Kavraki was also the first to recognize that the motion-planning techniques she was developing in robotics could be applied to great effect in biology and medicine. She wrote new algorithms for the analysis of the motion, shape and flexibility of molecules that had a major impact on computational biology, as well as many subareas, including drug discovery and design. Recently, she has been developing structural methods to identify cross-reactivity hot spots in T-cells. The project has the potential to introduce safer immunotherapy treatments for cancer patients.

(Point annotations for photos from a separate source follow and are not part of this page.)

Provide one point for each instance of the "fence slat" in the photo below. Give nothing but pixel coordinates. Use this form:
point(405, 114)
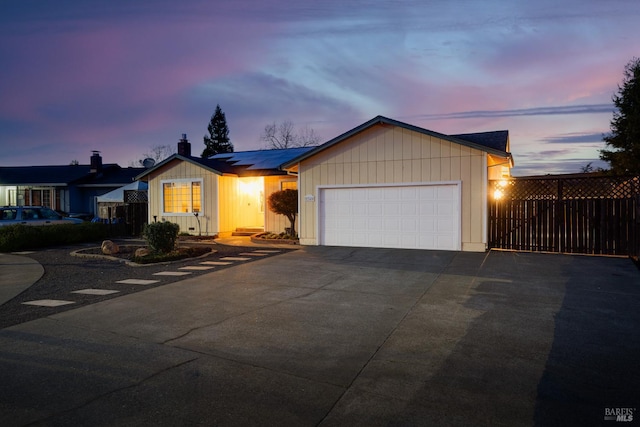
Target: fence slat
point(592, 215)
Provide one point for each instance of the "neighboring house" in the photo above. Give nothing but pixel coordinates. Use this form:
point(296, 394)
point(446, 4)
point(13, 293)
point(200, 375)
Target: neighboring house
point(227, 191)
point(390, 184)
point(71, 188)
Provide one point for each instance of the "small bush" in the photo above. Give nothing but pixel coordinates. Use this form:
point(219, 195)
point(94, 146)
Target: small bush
point(20, 237)
point(161, 236)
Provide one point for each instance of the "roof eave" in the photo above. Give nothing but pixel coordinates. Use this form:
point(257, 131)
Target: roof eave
point(176, 157)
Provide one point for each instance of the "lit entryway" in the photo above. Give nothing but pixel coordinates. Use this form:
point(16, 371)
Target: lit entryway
point(403, 216)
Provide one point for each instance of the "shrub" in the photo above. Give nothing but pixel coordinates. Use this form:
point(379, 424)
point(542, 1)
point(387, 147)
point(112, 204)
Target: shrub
point(161, 236)
point(19, 237)
point(285, 203)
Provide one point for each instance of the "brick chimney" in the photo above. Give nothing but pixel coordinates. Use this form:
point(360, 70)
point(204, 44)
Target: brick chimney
point(96, 162)
point(184, 147)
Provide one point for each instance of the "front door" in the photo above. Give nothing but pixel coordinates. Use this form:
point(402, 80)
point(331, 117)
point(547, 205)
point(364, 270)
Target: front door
point(251, 196)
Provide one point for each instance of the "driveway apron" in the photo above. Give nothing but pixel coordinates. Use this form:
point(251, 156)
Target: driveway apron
point(341, 336)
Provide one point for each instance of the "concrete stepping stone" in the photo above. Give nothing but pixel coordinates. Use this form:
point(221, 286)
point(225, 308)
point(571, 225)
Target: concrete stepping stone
point(137, 282)
point(95, 292)
point(196, 267)
point(171, 273)
point(48, 302)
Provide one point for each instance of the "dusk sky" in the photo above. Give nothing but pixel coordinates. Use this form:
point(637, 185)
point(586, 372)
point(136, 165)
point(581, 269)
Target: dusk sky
point(121, 76)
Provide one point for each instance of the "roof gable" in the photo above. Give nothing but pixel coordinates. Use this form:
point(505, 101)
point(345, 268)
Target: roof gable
point(473, 142)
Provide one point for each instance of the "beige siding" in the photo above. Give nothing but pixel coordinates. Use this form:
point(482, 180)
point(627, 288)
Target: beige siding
point(188, 223)
point(385, 154)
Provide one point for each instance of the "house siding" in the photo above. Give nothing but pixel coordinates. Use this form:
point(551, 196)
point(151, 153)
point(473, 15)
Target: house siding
point(208, 218)
point(385, 154)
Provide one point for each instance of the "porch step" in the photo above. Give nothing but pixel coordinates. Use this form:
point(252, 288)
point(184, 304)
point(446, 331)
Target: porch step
point(247, 231)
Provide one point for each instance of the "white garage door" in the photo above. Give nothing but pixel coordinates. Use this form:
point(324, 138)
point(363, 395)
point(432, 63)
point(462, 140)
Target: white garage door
point(413, 217)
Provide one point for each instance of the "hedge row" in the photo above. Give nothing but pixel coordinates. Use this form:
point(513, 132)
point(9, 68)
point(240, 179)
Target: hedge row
point(21, 237)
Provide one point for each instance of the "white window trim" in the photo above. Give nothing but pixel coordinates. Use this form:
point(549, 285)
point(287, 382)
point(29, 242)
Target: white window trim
point(190, 180)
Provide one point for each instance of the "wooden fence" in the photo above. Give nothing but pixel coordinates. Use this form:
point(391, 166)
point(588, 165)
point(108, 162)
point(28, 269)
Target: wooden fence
point(584, 214)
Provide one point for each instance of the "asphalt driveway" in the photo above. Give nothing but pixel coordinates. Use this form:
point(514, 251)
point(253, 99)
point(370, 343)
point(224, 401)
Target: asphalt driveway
point(342, 336)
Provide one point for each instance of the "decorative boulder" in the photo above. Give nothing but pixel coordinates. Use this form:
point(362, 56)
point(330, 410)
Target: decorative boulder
point(110, 248)
point(140, 252)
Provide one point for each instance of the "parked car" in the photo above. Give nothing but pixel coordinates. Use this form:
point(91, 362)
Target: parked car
point(33, 215)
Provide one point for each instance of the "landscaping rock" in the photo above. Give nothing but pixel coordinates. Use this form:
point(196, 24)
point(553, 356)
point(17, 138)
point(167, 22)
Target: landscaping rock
point(141, 252)
point(109, 248)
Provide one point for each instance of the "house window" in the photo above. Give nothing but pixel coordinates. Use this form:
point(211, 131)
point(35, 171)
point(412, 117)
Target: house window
point(181, 196)
point(289, 185)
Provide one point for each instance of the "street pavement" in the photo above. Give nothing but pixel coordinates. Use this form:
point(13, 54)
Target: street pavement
point(342, 336)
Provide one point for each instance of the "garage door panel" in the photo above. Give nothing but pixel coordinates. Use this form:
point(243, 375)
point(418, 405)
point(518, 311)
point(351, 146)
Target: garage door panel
point(412, 216)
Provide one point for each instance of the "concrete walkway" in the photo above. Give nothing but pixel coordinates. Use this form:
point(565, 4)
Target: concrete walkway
point(18, 272)
point(341, 336)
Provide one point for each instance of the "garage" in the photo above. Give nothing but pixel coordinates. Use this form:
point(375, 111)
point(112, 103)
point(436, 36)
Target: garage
point(390, 184)
point(412, 216)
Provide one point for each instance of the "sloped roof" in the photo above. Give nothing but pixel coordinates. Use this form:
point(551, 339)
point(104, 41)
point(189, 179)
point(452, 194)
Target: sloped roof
point(111, 175)
point(117, 195)
point(261, 159)
point(469, 141)
point(241, 163)
point(498, 139)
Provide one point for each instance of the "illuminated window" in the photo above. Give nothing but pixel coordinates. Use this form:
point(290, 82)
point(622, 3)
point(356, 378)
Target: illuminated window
point(181, 196)
point(289, 185)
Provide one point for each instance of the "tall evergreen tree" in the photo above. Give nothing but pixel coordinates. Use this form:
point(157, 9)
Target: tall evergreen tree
point(218, 139)
point(624, 138)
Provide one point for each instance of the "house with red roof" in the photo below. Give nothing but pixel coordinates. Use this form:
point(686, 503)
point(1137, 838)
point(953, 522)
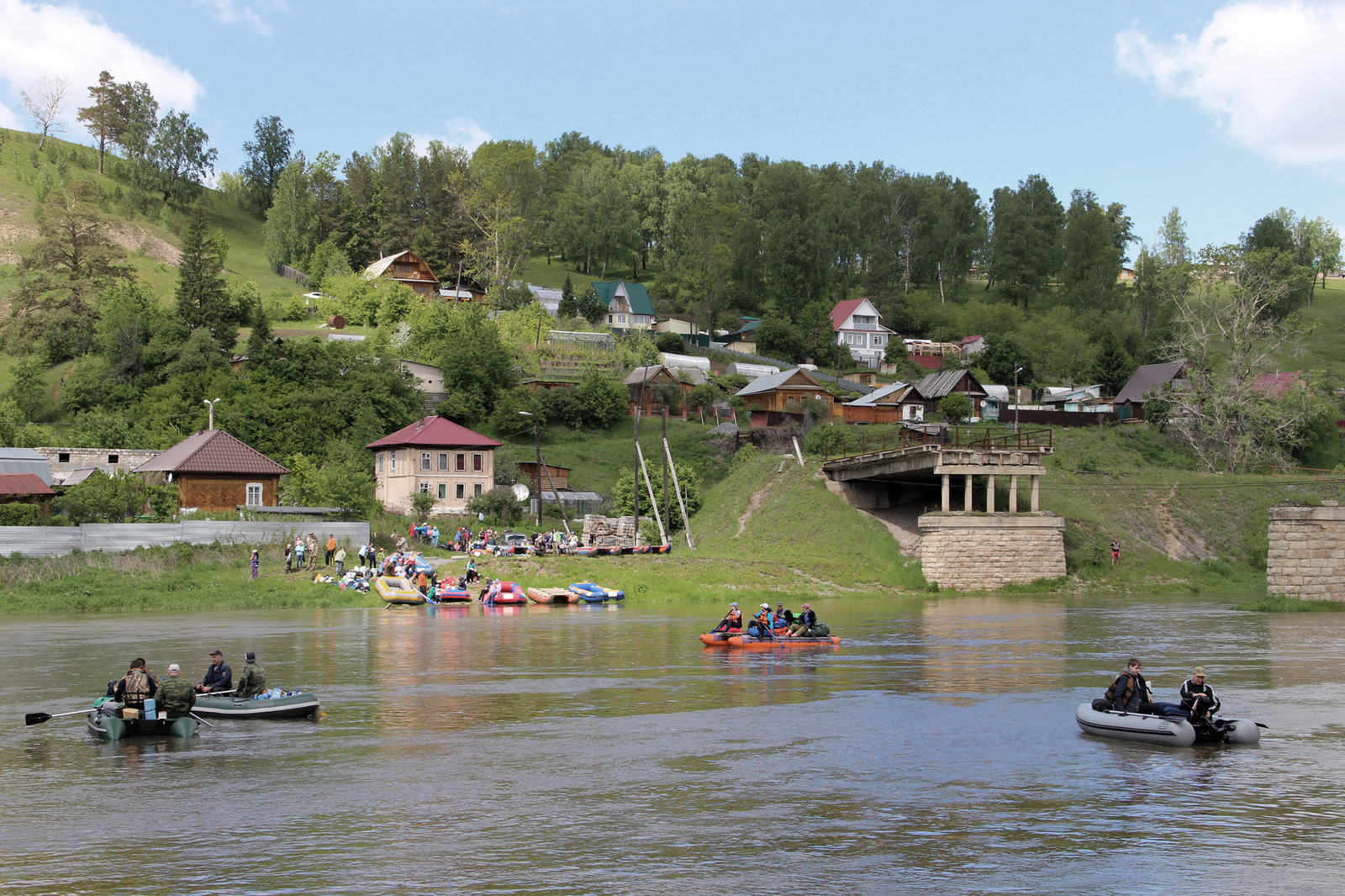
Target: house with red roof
point(858, 329)
point(215, 472)
point(434, 456)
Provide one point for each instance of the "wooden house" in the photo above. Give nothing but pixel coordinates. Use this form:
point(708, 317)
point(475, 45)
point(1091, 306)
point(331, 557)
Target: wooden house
point(779, 398)
point(215, 472)
point(408, 268)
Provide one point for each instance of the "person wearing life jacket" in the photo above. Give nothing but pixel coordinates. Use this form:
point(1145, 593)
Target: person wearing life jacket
point(1130, 693)
point(1197, 698)
point(134, 687)
point(733, 622)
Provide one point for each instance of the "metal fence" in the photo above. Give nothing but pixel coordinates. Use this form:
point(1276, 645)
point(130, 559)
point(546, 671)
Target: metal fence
point(54, 541)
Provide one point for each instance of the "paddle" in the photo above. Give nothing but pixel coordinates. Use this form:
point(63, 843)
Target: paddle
point(37, 719)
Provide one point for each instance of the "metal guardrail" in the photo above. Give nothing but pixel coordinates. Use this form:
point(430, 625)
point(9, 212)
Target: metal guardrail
point(948, 437)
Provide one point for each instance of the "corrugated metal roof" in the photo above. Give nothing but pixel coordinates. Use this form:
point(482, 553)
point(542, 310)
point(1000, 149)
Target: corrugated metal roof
point(214, 451)
point(436, 432)
point(24, 485)
point(1147, 378)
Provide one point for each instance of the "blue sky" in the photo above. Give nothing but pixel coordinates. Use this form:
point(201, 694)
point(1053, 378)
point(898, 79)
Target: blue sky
point(1223, 109)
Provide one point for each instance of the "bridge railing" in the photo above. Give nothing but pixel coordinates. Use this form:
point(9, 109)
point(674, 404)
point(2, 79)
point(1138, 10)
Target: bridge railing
point(945, 437)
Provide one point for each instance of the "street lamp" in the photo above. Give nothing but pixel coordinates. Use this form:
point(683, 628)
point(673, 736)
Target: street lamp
point(1015, 398)
point(210, 403)
point(537, 482)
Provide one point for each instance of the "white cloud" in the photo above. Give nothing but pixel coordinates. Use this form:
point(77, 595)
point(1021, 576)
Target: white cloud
point(457, 132)
point(1270, 73)
point(38, 40)
point(229, 13)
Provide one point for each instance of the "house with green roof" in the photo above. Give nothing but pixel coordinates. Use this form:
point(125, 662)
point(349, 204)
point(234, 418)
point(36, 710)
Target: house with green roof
point(629, 307)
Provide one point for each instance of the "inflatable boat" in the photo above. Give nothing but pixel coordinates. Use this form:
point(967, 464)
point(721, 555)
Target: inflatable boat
point(591, 593)
point(551, 596)
point(107, 721)
point(1165, 730)
point(397, 591)
point(288, 705)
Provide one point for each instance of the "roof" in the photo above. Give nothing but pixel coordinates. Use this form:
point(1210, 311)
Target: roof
point(938, 385)
point(436, 432)
point(894, 390)
point(636, 293)
point(1277, 385)
point(1147, 378)
point(24, 485)
point(842, 313)
point(213, 451)
point(771, 382)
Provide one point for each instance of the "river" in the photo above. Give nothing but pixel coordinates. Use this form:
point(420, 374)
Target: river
point(602, 750)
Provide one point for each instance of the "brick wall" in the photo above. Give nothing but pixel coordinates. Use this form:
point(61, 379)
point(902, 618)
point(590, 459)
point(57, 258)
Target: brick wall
point(1306, 556)
point(984, 552)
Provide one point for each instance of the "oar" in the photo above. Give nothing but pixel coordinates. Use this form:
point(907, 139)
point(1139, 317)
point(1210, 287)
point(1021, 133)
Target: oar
point(37, 719)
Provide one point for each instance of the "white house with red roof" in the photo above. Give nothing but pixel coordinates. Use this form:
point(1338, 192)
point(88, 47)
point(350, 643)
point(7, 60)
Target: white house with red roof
point(858, 329)
point(435, 456)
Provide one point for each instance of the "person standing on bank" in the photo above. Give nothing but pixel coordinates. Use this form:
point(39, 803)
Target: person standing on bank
point(253, 678)
point(219, 677)
point(177, 696)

In another exciting project that takes her research to new heights, Kavraki has been working with NASA on Robonaut 2 (R2), a humanoid robot with formidable mechanical capability and capacity to work in human-occupied environments. It is anticipated that R2s will help humans in spaceship inspection and maintenance, caretaking tasks in future long missions, and space exploration. The variety of ways in which the robot will need to move, as well as NASA’s hopes that R2 will perform dexterous manipulation—that is, complete delicate tasks with its hands—will require leading-edge motion-planning technology. R2 was expected to be deployed at the International Space Station later in 2017.

Lydia Kavraki will formally receive the 2017-2018 ACM Athena Lecturer Award at ACM's annual Awards Banquet on June 24, 2017 in San Francisco, California.